Core Concepts
Momentum does not provide significant optimization or generalization benefits in stochastic gradient descent when the learning rate is small, as SGD and SGD with Momentum (SGDM) exhibit similar behaviors in both short-term and long-term training.
Abstract
The paper investigates the role of momentum in stochastic gradient descent (SGD) optimization, particularly in settings where the learning rate is small. The key findings are:
Theoretical Analysis:
In the short-term (O(1/η) steps), SGD and SGDM are shown to be weakly approximated, meaning their distributions are similar. This holds even when the gradient noise scales inversely with the learning rate.
In the long-term (O(1/η^2) steps), SGD and SGDM are proven to have the same limiting dynamics when the iterates are close to a manifold of local minimizers.

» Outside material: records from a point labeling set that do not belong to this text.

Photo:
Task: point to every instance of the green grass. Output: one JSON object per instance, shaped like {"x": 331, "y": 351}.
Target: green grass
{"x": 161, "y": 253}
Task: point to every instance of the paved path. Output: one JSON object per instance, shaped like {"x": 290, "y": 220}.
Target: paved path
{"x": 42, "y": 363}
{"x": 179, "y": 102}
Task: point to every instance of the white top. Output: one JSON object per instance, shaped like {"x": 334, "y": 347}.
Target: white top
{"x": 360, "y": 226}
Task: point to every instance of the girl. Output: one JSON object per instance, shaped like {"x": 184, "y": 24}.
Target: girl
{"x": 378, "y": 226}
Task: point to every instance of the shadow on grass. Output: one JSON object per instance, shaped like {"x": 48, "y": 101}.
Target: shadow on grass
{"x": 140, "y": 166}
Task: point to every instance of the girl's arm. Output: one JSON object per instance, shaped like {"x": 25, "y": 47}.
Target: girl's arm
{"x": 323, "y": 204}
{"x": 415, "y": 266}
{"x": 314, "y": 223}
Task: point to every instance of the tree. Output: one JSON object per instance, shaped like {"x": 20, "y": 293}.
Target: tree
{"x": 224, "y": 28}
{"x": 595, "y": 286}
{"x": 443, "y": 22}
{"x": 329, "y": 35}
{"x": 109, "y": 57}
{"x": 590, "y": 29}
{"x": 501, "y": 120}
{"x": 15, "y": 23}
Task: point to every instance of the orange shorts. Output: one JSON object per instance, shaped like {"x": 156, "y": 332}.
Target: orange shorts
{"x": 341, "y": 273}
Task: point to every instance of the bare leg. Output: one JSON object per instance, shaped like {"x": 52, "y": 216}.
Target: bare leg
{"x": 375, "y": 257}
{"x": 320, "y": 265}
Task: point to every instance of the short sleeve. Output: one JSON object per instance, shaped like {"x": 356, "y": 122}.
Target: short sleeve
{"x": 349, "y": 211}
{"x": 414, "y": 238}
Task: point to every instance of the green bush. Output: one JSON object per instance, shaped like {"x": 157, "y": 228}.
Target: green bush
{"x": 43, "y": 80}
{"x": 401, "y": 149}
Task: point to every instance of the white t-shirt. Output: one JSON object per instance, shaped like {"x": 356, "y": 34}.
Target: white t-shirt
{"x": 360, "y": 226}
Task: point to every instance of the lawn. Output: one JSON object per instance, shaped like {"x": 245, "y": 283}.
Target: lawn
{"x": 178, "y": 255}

This suggests momentum does not provide extra generalization benefits over SGD in this regime.
Empirical Verification:
Experiments on ImageNet training of ResNet-50 and fine-tuning of RoBERTa-large confirm that SGD and SGDM perform comparably when the optimal learning rate is small.
For large-batch training on CIFAR-10, the authors show that the benefit of momentum can be attributed to its ability to mitigate curvature-induced impacts, rather than noise reduction. When the curvature-induced impact is reduced, the performance gap between SGD and SGDM diminishes.
The paper concludes that momentum provides limited benefits in practical training regimes where the optimal learning rate is not very large, and that model performance is generally insensitive to the choice of momentum hyperparameters in such settings.
Stats
The paper does not provide any specific numerical data or metrics to support the claims. The analysis is primarily theoretical, with empirical results presented in a qualitative manner.